We had a family heirloom hand sewing machine Jones, as supplied to Her Majesty Queen Alexandra. Whether the wife of Edward VII used her sewing machine I have no idea; but ours was old and loyal, blessed with a few simple operations. I turned the handle and the needle sped up and down stitching clothes for my doll; but if the spool ran out or the threads jammed I was instantly infuriated with the machine and my father was the only one who could sort it. When we started sewing lessons at senior school we were confronted with treadles and electric machines. I never mastered the treadle action, let alone the sewing part of the procedure. I would pretend to be busy until an electric machine was available. I have sewn many things since, if my electric machine is running smoothly I can make anything (as long as it doesn’t involve button holes or fancy stitches), but if the fabric puckers or binds itself to the machine I am completely stumped.
If asked to be the first to arrive and open up a meeting place I know for sure the key will not fit, or the door will remain shut tight. Pull, push, jiggle a half turn, but entry will only be gained when other people start to turn up and try for themselves, the door swinging open readily. Things are no better if there is a code to unlock the door. Did you remember the numbers, in the correct order, turn the knob the right way, or rather to the left not the right… the only way to conquer that door is to sneak up on it when it is not looking.
Perhaps I am not the only one for whom thing go wrong.

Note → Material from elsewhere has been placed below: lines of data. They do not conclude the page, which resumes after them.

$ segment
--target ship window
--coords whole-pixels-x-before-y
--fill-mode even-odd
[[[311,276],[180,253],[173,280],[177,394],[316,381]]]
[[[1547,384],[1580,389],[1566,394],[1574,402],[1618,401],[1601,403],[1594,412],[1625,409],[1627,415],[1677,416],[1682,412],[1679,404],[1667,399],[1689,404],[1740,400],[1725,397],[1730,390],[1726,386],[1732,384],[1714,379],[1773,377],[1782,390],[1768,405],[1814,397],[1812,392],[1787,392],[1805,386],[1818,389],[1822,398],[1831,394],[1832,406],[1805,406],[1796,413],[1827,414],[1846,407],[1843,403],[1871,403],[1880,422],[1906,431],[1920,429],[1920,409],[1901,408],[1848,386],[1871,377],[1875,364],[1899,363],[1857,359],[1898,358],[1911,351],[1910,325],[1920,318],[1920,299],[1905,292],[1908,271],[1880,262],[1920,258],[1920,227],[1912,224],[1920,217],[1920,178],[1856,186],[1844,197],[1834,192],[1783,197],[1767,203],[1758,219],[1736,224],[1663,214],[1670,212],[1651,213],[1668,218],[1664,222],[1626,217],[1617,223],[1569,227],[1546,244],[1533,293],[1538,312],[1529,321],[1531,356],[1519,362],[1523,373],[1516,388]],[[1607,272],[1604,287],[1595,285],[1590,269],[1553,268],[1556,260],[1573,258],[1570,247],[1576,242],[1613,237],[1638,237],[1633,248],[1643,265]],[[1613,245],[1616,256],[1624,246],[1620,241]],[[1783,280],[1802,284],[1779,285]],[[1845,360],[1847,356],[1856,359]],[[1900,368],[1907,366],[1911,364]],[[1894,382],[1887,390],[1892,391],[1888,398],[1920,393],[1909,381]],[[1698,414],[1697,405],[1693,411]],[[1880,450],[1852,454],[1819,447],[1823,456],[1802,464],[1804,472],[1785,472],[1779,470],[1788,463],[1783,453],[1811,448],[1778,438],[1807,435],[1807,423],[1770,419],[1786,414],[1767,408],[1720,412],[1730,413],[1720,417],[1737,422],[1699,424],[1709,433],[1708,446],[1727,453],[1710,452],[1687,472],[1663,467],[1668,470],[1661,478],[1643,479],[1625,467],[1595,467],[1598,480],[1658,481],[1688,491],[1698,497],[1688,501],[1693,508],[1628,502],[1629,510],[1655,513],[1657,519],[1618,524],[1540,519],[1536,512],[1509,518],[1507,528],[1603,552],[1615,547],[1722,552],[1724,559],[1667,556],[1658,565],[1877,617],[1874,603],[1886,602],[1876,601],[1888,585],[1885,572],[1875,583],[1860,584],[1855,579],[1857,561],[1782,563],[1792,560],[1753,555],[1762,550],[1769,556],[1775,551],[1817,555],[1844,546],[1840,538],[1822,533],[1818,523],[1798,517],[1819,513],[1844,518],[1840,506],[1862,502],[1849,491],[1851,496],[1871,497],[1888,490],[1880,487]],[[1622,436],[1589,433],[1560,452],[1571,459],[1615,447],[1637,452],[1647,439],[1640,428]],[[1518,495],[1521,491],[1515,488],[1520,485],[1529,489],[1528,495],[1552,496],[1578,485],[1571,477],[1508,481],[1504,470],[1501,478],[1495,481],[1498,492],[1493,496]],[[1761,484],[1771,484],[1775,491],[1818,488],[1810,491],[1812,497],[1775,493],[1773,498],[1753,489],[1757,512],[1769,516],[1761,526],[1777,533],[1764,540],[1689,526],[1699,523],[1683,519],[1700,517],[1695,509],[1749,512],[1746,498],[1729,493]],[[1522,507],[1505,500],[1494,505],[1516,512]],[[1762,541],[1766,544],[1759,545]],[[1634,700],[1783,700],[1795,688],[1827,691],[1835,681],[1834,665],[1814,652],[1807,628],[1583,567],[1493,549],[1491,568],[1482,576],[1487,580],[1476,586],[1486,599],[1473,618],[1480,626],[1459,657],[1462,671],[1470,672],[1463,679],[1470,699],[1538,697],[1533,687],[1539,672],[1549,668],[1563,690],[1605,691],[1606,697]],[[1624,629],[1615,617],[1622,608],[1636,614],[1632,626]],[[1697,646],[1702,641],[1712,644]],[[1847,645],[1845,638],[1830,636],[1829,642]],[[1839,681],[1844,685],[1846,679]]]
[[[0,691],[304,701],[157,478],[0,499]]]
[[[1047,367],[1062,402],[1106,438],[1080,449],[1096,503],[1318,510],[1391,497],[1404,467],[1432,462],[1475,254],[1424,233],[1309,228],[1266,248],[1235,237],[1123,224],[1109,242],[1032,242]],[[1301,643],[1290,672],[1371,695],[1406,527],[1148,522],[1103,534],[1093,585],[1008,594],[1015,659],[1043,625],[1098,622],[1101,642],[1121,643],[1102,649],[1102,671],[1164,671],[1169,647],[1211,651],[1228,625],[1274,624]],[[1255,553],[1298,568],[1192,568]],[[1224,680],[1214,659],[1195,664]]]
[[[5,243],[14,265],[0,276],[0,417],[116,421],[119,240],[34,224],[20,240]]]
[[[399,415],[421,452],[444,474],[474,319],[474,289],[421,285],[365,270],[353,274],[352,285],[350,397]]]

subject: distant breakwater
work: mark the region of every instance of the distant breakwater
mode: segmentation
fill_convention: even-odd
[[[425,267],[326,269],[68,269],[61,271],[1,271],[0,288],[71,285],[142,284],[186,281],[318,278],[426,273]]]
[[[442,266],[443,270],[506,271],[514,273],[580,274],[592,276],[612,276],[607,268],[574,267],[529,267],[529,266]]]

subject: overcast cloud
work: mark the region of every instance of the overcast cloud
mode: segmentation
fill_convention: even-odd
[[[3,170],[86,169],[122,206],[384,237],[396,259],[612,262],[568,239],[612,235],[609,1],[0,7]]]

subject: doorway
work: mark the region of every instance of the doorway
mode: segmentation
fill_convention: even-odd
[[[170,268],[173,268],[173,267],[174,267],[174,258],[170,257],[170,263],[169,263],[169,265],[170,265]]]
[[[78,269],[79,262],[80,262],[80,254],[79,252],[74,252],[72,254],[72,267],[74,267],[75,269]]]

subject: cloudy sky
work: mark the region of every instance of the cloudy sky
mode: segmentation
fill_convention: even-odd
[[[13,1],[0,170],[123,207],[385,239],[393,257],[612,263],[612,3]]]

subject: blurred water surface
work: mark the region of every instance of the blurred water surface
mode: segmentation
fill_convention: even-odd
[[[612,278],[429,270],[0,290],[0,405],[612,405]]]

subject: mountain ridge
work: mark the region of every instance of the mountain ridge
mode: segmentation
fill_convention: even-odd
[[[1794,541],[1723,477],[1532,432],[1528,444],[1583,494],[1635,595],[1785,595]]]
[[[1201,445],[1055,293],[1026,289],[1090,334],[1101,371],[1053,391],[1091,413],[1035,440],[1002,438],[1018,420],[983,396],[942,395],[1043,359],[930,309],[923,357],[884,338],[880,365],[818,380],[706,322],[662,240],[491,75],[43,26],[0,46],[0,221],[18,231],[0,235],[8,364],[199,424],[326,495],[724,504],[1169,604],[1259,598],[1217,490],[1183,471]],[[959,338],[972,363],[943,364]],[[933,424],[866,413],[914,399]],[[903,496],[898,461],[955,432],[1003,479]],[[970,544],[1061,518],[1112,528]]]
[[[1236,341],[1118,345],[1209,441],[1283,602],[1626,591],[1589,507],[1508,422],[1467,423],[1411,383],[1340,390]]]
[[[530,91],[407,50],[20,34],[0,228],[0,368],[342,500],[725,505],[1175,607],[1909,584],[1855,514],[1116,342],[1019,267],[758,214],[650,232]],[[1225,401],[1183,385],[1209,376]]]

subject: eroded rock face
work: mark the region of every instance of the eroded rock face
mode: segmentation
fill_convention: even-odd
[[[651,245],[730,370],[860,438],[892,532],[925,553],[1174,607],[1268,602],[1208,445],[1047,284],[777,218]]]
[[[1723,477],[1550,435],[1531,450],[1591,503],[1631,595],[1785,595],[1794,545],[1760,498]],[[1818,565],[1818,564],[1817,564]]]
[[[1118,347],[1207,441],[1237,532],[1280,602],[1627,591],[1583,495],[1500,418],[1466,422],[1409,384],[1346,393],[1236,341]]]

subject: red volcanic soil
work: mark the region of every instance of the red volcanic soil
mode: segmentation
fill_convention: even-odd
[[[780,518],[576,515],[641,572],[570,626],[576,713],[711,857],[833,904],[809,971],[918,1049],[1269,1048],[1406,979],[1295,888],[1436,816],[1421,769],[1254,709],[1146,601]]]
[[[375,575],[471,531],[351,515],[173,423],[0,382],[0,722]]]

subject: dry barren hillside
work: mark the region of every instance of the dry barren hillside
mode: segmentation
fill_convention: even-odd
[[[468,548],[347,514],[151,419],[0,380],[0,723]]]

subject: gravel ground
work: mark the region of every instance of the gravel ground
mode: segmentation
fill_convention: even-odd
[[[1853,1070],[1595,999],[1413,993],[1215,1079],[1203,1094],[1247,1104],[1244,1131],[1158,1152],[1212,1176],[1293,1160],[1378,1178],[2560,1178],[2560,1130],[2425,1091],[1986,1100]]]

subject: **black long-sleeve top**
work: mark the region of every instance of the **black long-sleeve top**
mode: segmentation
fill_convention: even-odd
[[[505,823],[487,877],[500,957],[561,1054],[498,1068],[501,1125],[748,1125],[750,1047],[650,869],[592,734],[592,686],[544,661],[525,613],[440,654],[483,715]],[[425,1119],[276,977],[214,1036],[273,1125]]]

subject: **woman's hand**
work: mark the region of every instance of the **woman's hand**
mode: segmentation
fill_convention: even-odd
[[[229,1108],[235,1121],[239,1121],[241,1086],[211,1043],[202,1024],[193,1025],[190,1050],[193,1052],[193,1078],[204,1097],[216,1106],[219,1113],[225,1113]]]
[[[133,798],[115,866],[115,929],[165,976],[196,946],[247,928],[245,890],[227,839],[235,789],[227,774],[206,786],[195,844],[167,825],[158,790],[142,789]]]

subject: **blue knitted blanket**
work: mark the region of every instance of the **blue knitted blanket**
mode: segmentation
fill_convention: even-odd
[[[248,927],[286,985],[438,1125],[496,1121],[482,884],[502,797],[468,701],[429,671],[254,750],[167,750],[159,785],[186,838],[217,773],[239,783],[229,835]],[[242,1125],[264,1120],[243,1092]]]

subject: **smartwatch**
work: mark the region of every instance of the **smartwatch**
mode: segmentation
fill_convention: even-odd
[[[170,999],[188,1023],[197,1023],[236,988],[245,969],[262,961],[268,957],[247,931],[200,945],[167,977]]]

A long queue forms at the one open till with a human; the other assistants are busy trying to direct reluctant shoppers to the scan your own machines or helping them when that robotic voice says Item not recognised, unbagged item…. Computers in various forms are unavoidable.
For a long time I had no reason to be involved with computers, but writing and social media sucked me in to this love hate relationship. Unlike staplers and sewing machines computers are sentient beings; they know when you need to send an urgent e-mail, post your blog or print an important document.
The digital world of scanners and printers was preceded in the work place by photocopiers and before that machines such as The Gestetner. I dreaded being left alone with this mystery of rolling drums, scent of chemicals and ink which printed too faintly or leaked in the wrong places. But it was still mechanical and not totally beyond comprehension.
Computers lull you into a false sense of security, The World at your finger tips, documents easily altered, unlike the bad old days of typewriters. Then things start to go wrong. You log into Facebook, but instead of pictures of your friends and cute kittens there are only blank squares waiting to be filled in while the tiny blue circle goes round and round…. You sign into your e-mail account and see you have sixty messages, but it won’t let you into your In Box. The lay person has no idea if the problem lies with their mouse, their computer, a real rodent gnawing at the Virgin cable, or if the World Wide Web has been switched off by – let’s not blame any particular country.
It’s all magic to us. My response to these first world problems is irrational rage if I’m on my own or to yell for Cyberspouse. He does not believe that the computer bears personal malevolence towards me and remains calm in a crisis, usually solving the problem by clicking on a button I didn’t know existed.
What do you do when things go wrong, or do things always work for you?